(Embargo à 20 heures) – Savoir jouer d'un instrument pourrait être plus qu'un art, cela pourrait être la clé pour garder le cerveau jeune. Mot de scientifiques. Selon une étude publiée dans le magazine «PLOS Biology», la formation musicale à long terme aurait pour effet d'améliorer la réserve cognitive, en atténuant le déclin de la perception du langage lié à l'âge. Et le test est dans le cerveau des musiciens âgés. Le vieillissement normal est généralement associé à une baisse des fonctions sensorielles et cognitives, expliquez les experts qui signent la recherche, Claude Alain de la Baycrest Academy for Research and Education (Canada) et Yi du de l'Académie chinoise des sciences.
Ces changements de perception et de cognition liés à l'âge s'accompagnent souvent d'une augmentation de l'activité neuronale et de la connectivité fonctionnelle dans les réseaux neuronaux largement distribués. L'idée est que ce phénomène – le recrutement de l'activité neuronale et le renforcement de la connectivité fonctionnelle – reflètent une stratégie compensatoire utilisée par les personnes âgées pour maintenir des performances cognitives optimales. Comment entrez-vous dans l'effet bénéfique de l'éducation musicale? Pour les choix de vie positifs experts, tels que la culture de cette capacité, ayant des niveaux d'éducation plus élevés et bilingues, contribuent à la réserve cognitive et cérébrale, qui représente l'accumulation de ressources cognitives et neuronales avant la blessure du cerveau liée à l'âge.
La théorie de la réserve cognitive suggère que cette réserve accumulée par l'expérience et la formation peuvent donc contribuer à atténuer l'impact du déclin du cerveau lié à l'âge, conduisant à de meilleures performances cognitives que prévu. Cependant, la façon dont vous faites cette influence positive sur l'activité neuronale dans les populations âgées reste controversée. Pour enquêter, les chercheurs ont mesuré l'activité cérébrale de 25 musiciens âgés, 25 personnes âgées non musicales et 24 jeunes qui n'étaient pas musiciens, à qui il a été invité à identifier les syllabes masquées par des sons bruyants, mesurés avec une imagerie par résonance magnétique fonctionnelle. Les chercheurs ont concentré leur analyse sur les réponses neuronales dans le flux auditif dorsal. Le résultat a été que les musiciens plus âgés ont montré un modèle «jeunesse» d'activité cérébrale pendant la perception de la parole.

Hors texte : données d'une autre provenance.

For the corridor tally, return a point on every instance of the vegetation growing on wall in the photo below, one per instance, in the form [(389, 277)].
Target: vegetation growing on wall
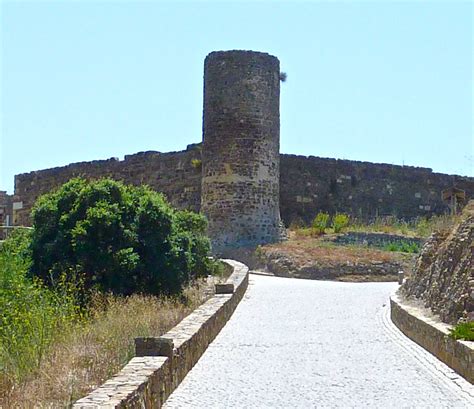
[(117, 238), (69, 307)]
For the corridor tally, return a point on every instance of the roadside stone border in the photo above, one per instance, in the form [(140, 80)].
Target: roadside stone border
[(163, 362), (432, 335)]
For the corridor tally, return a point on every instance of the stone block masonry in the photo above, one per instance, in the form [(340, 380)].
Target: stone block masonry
[(239, 180), (147, 381), (176, 174), (307, 184), (241, 141), (433, 336)]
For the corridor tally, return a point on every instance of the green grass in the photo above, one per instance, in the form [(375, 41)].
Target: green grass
[(30, 314), (420, 227), (402, 246), (463, 331)]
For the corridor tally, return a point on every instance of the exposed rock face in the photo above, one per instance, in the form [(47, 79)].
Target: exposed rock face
[(443, 276)]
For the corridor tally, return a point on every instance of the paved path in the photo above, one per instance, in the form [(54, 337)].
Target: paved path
[(301, 344)]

Le schéma de connectivité dans les flux auditifs dorsaux bilatéraux était similaire à celui des jeunes non muqueux. De plus, les musiciens plus âgés ont montré des modèles spatiaux plus similaires de connectivité fonctionnelle à celui des jeunes lors de l'exécution de la tâche, tandis que les non-musiciens plus âgés se consacraient constamment du modèle d'activité cérébrale des jeunes non musicaux.

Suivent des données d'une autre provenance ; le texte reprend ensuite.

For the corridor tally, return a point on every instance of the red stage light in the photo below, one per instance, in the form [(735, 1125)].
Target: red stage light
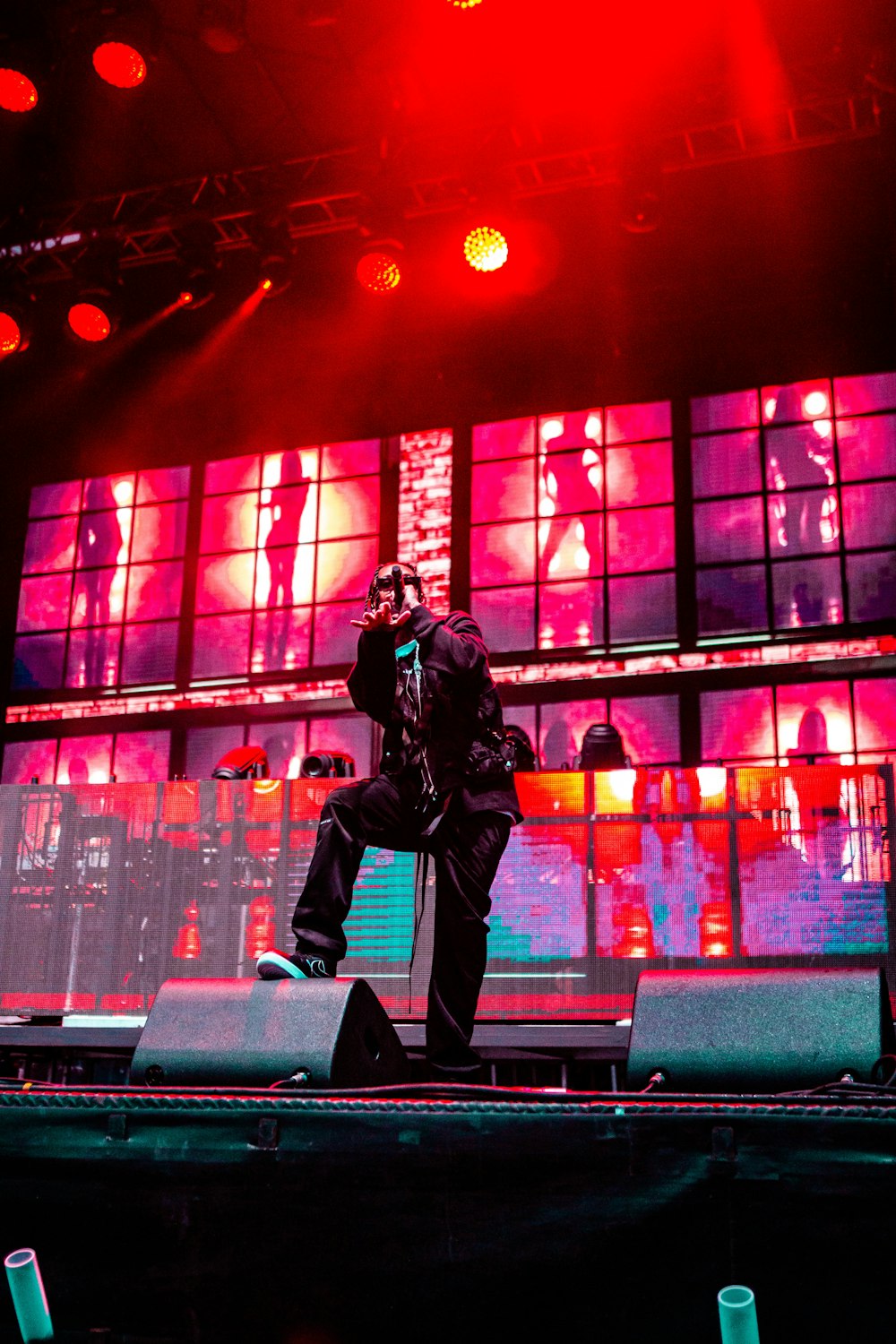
[(16, 91), (10, 335), (485, 247), (120, 65), (89, 322), (379, 271)]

Dans l'ensemble, les experts concluent que ces résultats soutiennent l'hypothèse de la soi-disant «réduction de la retenue», selon laquelle la réserve cognitive dérivant de la formation musicale favorise un modèle de connectivité fonctionnelle plus jeune, avec des résultats comportementaux plus élevés. En plus de compenser le déclin lié à l'âge, la réserve cognitive pourrait agir en préservant l'intégrité et l'architecture fonctionnelle des réseaux de neurones, atténuant ainsi les effets négatifs du vieillissement sur la performance cognitive. L'étude a été conçue de manière à ce qu'il n'était pas possible de déterminer les relations de cause à effet entre la formation musicale et les performances dans la tâche de la perception, spécifient les auteurs. Les études futures, concluent-elles, devraient tester davantage l'hypothèse en question, car les résultats pourraient guider les interventions visant à préserver les fonctions cognitives et à améliorer les résultats de communication dans les populations âgées.
« Un style de vie positif aide les personnes âgées à mieux faire face au vieillissement cognitif et n'est jamais trop tard pour commencer et persévérer dans un passe-temps enrichissant comment apprendre à jouer un instrument », observe-t-elle Zhang. « Tout comme un outil bien conçu n'a pas besoin d'être joué plus fort pour être entendu, le cerveau des musiciens plus âgés reste parfaitement accordé grâce à des années de formation – Chiosa Yi du – Notre étude montre que cette expérience musicale renforce la réserve cognitive, aidant le cerveau à éviter la superfaccation habituelle liée à l'âge, typique de ceux qui essaient de comprendre un discours dans les lieux de nœuds habituels.